This limitation in Microsoft Excel isn’t the only way that tool limitations and settings can cause data to go missing at the data management stage. 

Data transformation: Microsoft wants genes to be dates 

If you’re not using Splunk for your data management and analysis, you might be using Microsoft Excel. It turns out that Microsoft Excel, despite (or perhaps due to) its popularity, can also cause data to go missing due to configuration settings. In the case of some genetics researchers, it turned out that Microsoft Excel was transforming their data incorrectly. The software was transforming certain gene names, such as MAR1 and DEC1, into dates of March 1 and December 1, causing data to go missing from the analysis. 

Clearly, if you’re doing genetics research, this is a problem. Your data has been changed, and this missing data will bias any research based on this dataset, because certain genes are now dates! 

To handle cases where a tool is improperly transforming data, you have 3 options:

  • Change the tool that you’re using,
  • Modify the configuration settings of the tool so that it doesn’t modify your data,
  • Or modify the data itself.

The genetics researchers ended up deciding to modify the data itself. The HUGO Gene Nomenclature Committee officially renamed 27 genes to accommodate this data transformation error in Microsoft Excel. Thanks to this decision, these researchers have one fewer configuration setting to worry about when helping to ensure vital data doesn’t go missing during the data analysis process. 

What can you do about missing data? 

These examples illustrate common ways that data can go missing at the management stage, but they’re not the only ways. What can you do when data goes missing?

Carefully set configurations 

The configuration settings that you use to manage data that you’ve collected can result in events and data points being dropped.

For example, if you incorrectly configure data source collection, you might lose events or parts of events. Even worse, data can go missing if you incorrectly record events due to incorrect line breaking, truncation, time zone, timestamp recognition, or retention settings. Data can go missing inconsistently if all of the nodes of your data management system don’t have identical configurations. 

You might cause some data to go missing intentionally. You might choose to drop INFO level log messages and collect only the ERROR messages in an attempt to track just the signal from the noise of log messages, or you might choose to drop all events older than 3 months from all data sources to save money on storage. These choices, if inadequately communicated or documented, can lead to false assumptions or incorrect analyses being performed on the data. 
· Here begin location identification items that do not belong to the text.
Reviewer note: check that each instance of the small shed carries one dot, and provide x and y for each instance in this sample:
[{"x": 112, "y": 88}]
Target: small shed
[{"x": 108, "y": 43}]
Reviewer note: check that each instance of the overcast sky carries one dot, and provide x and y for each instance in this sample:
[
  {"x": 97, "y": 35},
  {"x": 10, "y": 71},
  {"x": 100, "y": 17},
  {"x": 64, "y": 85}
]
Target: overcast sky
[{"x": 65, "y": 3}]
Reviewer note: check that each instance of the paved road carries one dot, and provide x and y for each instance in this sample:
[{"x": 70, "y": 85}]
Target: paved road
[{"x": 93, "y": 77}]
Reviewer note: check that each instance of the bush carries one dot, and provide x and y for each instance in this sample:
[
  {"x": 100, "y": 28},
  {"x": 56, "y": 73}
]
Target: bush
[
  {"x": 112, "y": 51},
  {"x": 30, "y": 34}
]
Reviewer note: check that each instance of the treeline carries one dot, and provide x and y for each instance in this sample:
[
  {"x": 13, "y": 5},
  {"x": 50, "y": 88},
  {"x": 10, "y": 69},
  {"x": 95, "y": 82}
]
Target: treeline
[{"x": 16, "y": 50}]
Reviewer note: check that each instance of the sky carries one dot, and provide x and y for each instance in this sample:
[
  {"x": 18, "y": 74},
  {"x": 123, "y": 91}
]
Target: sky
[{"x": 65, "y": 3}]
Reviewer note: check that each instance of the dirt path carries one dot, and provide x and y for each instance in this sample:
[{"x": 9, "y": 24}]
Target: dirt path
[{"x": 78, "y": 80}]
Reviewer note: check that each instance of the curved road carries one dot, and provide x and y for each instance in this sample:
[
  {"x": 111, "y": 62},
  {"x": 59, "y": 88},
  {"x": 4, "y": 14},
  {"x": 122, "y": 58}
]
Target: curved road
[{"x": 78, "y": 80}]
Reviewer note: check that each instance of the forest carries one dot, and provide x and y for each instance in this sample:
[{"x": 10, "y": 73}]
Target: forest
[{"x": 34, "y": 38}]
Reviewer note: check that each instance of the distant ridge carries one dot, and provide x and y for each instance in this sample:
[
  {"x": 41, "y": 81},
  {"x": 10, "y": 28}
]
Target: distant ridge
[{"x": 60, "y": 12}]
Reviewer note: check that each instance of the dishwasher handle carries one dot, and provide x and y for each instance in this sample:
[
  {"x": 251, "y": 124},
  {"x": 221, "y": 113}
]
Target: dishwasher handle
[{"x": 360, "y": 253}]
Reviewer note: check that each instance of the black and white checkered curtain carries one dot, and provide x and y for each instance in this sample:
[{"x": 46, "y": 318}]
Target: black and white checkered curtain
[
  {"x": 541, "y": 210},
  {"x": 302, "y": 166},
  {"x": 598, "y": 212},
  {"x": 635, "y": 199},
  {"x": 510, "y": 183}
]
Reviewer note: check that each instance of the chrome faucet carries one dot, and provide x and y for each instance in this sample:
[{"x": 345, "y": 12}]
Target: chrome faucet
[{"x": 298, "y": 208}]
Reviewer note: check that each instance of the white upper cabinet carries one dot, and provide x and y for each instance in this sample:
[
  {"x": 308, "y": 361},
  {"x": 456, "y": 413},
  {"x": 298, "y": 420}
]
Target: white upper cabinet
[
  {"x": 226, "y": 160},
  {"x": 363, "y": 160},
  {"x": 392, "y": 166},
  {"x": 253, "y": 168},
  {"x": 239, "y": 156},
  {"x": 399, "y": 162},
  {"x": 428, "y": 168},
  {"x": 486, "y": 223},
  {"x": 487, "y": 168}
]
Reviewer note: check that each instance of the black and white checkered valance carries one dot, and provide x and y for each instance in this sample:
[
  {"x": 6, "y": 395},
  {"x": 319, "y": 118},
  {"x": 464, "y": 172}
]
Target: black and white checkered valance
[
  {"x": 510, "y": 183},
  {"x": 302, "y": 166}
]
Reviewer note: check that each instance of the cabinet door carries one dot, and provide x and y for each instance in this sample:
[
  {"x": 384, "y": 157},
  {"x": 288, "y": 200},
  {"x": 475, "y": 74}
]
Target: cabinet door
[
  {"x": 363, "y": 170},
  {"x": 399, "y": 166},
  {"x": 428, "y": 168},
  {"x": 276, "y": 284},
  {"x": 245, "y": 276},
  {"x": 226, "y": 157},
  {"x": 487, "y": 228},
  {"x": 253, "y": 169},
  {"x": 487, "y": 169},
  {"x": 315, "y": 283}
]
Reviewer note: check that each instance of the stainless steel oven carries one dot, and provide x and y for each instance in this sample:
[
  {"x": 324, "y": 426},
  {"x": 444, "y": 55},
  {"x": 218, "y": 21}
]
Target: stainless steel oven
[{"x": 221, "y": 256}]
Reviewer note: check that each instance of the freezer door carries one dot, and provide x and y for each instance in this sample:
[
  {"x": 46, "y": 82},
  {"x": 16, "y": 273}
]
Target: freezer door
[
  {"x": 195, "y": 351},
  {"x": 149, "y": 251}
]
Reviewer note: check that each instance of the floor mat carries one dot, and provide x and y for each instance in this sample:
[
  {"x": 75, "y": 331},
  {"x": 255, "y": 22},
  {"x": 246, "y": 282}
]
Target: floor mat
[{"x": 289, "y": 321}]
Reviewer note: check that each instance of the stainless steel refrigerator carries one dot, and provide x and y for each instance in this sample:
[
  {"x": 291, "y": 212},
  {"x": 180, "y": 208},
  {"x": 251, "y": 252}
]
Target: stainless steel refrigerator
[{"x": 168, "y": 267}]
If you don’t keep track of configuration changes and updates, a data source format could change before you update the configurations to manage the new format, causing data to get dropped, misrouted, or otherwise go missing from the process. 

If your data analyst is communicating their use cases and questions to you, you can better understand data retention settings according to those use cases, and review the current policies across your datasets and see how they compare for complementary data types. 

You can also identify complementary data sources that might help the analyst answer the questions they want to answer, and plan how and when to bring in those data sources to improve the data analysis. 

You need to manage dataset transformations just as closely as you do the configurations that manage the data. 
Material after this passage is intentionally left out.